One such name is that of Dame Anne McLaren who died at the age of 80 in a car crash on July 7, 2007. A leading mammalian geneticist, she made pioneering contributions to the field of development biology which ultimately led to IVF. She herself started her career in biological sciences under the tutorship of stalwarts like Peter Medawar and JBS Haldane.

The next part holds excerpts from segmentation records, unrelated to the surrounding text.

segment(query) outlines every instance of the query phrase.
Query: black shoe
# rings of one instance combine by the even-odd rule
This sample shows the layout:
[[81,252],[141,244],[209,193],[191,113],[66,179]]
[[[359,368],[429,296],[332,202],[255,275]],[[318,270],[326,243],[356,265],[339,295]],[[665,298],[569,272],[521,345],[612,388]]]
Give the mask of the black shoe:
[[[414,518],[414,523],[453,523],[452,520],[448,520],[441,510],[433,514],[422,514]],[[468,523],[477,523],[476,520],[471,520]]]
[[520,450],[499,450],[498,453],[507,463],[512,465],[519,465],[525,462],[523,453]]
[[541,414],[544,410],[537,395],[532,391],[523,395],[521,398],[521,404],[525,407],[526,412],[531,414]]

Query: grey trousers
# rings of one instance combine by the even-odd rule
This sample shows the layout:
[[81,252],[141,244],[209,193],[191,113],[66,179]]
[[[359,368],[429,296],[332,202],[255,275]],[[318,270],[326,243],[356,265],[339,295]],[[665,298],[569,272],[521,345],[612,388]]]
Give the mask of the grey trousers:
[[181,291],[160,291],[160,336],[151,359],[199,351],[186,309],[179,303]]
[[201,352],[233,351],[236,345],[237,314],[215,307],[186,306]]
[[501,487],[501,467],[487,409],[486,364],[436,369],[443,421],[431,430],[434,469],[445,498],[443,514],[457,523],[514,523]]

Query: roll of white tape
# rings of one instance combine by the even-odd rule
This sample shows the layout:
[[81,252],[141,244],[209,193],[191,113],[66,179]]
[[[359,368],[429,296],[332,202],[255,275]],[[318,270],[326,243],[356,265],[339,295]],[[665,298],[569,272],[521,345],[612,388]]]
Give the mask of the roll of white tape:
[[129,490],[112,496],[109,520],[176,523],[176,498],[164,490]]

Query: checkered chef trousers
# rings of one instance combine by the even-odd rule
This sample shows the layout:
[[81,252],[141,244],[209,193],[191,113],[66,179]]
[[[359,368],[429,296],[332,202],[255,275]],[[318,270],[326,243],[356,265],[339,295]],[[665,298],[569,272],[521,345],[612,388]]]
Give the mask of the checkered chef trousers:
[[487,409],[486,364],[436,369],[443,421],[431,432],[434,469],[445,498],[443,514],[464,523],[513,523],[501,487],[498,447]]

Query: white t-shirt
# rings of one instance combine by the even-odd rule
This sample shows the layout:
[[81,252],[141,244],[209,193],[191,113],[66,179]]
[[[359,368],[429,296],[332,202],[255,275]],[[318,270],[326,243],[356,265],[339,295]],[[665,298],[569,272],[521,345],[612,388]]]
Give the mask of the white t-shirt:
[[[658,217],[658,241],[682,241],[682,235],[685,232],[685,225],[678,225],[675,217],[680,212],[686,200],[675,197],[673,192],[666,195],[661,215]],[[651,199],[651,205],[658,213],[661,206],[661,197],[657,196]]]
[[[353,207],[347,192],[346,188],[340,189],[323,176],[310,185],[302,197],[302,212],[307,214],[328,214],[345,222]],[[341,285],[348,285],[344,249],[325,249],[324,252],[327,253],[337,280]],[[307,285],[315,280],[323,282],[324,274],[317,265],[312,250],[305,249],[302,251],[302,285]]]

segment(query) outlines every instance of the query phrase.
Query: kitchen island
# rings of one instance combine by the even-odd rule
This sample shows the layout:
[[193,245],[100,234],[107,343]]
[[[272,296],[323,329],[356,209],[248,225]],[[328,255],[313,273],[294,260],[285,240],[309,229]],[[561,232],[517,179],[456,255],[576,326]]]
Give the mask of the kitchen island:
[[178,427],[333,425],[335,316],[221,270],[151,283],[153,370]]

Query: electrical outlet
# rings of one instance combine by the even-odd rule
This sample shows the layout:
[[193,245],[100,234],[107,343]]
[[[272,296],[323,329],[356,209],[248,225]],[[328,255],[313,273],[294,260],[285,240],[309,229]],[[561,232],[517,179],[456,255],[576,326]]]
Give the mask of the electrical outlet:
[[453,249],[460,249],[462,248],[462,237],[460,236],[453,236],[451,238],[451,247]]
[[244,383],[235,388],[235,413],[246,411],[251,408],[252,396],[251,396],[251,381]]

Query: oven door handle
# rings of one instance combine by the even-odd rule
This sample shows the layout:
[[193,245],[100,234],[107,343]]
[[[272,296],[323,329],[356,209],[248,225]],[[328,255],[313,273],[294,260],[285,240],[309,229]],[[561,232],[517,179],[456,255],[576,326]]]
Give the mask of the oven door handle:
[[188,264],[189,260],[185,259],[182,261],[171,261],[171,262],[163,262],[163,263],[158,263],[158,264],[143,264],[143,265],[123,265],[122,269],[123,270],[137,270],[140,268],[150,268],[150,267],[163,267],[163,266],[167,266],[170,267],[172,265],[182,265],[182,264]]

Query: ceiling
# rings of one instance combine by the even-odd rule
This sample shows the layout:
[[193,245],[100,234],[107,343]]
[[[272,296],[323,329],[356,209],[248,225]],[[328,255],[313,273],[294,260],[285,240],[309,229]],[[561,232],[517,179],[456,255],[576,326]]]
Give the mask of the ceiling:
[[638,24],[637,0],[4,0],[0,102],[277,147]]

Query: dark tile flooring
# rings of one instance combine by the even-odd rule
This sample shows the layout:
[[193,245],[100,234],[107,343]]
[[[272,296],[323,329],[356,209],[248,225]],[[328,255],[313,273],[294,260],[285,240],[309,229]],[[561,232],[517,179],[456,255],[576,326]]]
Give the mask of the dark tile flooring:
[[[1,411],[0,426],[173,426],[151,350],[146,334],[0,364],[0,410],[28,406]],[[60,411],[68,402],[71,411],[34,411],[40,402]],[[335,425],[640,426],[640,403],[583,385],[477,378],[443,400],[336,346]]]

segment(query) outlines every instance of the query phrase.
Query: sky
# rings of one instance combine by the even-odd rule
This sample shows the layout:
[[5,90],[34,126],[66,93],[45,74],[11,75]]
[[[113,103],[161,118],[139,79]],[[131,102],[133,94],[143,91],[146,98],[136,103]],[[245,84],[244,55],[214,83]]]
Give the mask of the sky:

Her research, primarily restricted to mice, included all areas of fundamental importance, such as hormonal control of ovulation, oocyte transfer, placental and foetal growth, and interactions between embryo and uterus during implantation.  In 1958, working with John Biggers at University College London, she achieved the first successful birth of mice that had been grown in vitro for 24 hours. It is this work that provided a better understanding of early embryonic development ultimately leading to the birth of Louise Brown. Her later work focused on the development of primordial germ cells.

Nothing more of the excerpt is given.